High tech without high price
The Insignia has created a new design language for Opel and launched technologies that are innovative in the volume segment at an affordable price for buyers.
These technologies included a system that uses a small camera positioned inside the car's windshield to read speed-limit and no-passing signs and relay the information to the driver from the instrument panel. The system also alerts drivers if they unintentionally leave their lane.
Before the Insignia launch, rivals such as the Passat and Ford Mondeo were easily outselling Opel in the mid-sized segment.
In 2007, Opel and sister brand Vauxhall sold 119,078 Vectras and Signums, down from a peak of 195,000.

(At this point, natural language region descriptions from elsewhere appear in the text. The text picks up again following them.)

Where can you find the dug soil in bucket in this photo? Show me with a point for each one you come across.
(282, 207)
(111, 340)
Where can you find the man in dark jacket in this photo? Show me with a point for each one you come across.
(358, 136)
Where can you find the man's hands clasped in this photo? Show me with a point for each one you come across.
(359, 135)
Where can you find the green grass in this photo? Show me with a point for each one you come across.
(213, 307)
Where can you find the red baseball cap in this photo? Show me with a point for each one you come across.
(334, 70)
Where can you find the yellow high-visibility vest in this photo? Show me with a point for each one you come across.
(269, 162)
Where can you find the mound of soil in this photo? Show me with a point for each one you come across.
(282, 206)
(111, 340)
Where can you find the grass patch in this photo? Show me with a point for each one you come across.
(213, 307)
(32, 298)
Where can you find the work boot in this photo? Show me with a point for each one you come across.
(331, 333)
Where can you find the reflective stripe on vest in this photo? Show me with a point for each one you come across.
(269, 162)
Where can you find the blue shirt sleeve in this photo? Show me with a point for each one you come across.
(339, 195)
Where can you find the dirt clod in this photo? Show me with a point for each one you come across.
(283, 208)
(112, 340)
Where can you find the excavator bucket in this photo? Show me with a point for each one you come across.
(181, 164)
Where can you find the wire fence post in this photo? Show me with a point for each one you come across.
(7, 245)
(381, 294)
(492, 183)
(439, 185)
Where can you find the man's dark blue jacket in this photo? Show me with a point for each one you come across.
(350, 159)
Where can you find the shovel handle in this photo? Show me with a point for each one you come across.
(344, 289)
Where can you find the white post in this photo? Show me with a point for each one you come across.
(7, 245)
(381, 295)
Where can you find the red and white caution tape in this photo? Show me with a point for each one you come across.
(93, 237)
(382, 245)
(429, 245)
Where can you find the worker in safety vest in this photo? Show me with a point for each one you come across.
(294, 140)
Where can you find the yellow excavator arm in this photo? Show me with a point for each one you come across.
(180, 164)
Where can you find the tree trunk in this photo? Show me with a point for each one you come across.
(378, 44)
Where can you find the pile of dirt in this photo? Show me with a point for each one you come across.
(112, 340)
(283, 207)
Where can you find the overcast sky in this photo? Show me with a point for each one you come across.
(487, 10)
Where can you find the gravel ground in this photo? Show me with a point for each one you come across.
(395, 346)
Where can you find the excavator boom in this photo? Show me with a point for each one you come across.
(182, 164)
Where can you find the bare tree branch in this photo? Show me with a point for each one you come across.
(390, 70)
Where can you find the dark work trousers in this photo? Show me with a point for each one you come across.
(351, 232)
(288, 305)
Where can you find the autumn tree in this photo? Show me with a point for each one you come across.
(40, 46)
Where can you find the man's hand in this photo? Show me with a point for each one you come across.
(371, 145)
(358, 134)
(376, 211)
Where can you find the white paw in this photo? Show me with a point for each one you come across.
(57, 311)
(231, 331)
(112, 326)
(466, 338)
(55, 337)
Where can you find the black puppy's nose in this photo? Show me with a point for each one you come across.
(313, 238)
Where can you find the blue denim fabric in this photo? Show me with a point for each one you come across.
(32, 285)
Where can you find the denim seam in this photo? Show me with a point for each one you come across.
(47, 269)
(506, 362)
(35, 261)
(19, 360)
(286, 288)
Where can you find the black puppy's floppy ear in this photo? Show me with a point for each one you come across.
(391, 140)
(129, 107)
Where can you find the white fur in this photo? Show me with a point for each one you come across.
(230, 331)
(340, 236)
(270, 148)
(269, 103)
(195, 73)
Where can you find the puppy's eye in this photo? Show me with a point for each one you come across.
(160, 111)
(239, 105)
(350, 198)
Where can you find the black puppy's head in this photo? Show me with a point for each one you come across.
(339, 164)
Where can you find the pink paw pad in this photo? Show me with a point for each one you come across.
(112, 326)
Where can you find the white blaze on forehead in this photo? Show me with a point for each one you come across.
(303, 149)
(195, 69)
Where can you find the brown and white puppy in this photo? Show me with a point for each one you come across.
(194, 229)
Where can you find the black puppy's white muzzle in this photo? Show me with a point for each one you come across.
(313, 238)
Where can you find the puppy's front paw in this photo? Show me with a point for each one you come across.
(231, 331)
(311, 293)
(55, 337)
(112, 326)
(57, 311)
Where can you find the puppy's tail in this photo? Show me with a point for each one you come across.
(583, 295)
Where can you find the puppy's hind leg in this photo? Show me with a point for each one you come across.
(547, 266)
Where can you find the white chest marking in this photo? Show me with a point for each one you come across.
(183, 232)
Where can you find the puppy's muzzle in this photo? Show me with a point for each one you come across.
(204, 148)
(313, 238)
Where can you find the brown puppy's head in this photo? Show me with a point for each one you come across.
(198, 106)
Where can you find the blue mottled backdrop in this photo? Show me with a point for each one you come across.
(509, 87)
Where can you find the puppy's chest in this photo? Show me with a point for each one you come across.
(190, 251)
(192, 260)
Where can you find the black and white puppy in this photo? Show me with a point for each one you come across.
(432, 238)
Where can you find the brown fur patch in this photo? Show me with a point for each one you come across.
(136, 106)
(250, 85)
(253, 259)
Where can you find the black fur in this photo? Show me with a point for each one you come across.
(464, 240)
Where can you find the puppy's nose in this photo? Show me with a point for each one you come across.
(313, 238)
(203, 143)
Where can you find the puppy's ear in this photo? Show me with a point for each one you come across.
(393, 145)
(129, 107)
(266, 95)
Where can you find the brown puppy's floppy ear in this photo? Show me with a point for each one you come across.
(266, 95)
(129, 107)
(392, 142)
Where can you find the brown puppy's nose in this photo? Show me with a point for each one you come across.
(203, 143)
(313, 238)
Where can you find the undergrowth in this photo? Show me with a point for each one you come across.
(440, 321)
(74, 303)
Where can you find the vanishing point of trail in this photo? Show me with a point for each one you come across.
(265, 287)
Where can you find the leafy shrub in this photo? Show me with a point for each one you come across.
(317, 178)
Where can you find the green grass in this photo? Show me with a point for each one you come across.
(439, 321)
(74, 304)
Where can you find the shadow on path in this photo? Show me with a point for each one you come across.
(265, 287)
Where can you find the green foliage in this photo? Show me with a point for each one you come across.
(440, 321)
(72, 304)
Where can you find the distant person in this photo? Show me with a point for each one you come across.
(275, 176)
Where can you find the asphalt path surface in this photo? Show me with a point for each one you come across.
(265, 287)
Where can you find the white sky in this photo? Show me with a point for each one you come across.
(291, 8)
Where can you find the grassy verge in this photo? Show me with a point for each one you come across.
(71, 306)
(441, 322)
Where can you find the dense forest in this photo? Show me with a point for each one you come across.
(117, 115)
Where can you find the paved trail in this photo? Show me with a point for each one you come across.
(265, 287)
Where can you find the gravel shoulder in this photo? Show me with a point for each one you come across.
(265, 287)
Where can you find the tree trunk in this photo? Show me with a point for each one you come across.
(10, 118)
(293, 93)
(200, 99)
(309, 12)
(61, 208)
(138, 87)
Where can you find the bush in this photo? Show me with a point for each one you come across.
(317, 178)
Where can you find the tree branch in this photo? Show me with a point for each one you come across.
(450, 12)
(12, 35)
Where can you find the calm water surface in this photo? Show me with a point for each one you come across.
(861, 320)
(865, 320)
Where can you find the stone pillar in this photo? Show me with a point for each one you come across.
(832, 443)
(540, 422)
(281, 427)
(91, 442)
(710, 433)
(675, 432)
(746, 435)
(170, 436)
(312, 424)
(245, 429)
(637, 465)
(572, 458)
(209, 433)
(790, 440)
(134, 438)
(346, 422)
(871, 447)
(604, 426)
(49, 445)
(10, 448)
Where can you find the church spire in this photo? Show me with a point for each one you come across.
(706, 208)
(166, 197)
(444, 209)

In the first half, Opel sold more than 73,000 Insignias, which puts the model on track to hit the sales goal of 130,000 units in the first full year of production.
The Insignia was the first Opel model in 22 years to win the European Car of the Year award. Jury members appreciated the car's sleek look and it gained rave reviews for its active and passive safety, comfort and wide array of efficient engines.
The Insignia was a bright spot in a dark year for Opel and GM.
"We've been so passionate in creating and developing the Insignia," Haefele said. "It's still turning heads in the street."